Though tech companies are working hard with security to protect their systems from cyber-attacks using the latest encryption principles and a strong authentication system to achieve secure communication between all elements of the system, the risk of getting exposed by the hackers will always remain. This warrants a modern end-to-end, reliable encrypted system without which the access control system will be the weakest link in the network that would expose the PPS to anyone.

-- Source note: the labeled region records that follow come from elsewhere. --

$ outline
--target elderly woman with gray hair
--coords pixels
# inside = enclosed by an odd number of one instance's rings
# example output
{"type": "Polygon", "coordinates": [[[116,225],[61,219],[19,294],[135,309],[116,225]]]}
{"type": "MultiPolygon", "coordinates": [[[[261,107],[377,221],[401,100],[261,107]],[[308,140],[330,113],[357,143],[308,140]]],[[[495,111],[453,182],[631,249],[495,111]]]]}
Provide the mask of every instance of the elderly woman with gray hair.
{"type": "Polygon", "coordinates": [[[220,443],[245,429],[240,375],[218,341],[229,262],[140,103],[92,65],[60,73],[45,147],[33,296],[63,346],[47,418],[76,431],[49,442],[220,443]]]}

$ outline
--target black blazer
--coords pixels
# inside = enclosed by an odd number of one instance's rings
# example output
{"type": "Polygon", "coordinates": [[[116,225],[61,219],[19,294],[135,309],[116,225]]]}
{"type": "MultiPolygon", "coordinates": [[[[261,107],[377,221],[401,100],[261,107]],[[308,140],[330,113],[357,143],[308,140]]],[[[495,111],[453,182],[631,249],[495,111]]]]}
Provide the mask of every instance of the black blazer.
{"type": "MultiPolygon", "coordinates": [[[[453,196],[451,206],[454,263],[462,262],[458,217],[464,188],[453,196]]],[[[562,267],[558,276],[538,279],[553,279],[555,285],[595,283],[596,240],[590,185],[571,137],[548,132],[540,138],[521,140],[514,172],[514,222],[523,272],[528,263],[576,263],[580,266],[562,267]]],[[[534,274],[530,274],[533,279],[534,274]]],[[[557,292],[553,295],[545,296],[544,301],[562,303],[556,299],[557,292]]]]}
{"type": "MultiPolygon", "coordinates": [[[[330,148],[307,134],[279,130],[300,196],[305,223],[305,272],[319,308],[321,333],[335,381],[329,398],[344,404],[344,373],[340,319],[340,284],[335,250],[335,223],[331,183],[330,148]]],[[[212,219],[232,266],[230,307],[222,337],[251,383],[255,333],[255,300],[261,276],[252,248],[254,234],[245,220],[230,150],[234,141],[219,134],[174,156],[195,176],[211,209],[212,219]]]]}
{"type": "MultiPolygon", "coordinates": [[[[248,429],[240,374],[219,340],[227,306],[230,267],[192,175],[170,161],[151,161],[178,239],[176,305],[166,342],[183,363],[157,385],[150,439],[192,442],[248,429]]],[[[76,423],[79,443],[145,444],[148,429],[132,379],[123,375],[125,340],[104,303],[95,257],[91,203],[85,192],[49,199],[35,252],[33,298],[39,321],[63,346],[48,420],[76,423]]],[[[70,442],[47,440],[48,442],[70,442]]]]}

Despite the sophistication of modern access control systems, such as card and biometric readers authorizing access via computer software, the traditional mechanical lock and key remain the most commonly used system for restricting access to corporate or institutional facilities and assets.
IoT is no more in its infancy stage and presents a lot of vulnerabilities as well as threats attributed mainly to rapid technological advancements and proliferated through lack of knowledge/awareness amongst all stakeholders. The problems identified above concern both the security managers and the developers, particularly at a time where the borderline between the physical and virtual/digital life is difficult to draw. The article offers only the basic understanding of problems and vulnerabilities to create awareness amongst the masses in general and security managers/software developers in particular in the larger public interest. Further in-depth analyses for each vulnerability and threat may be carried out.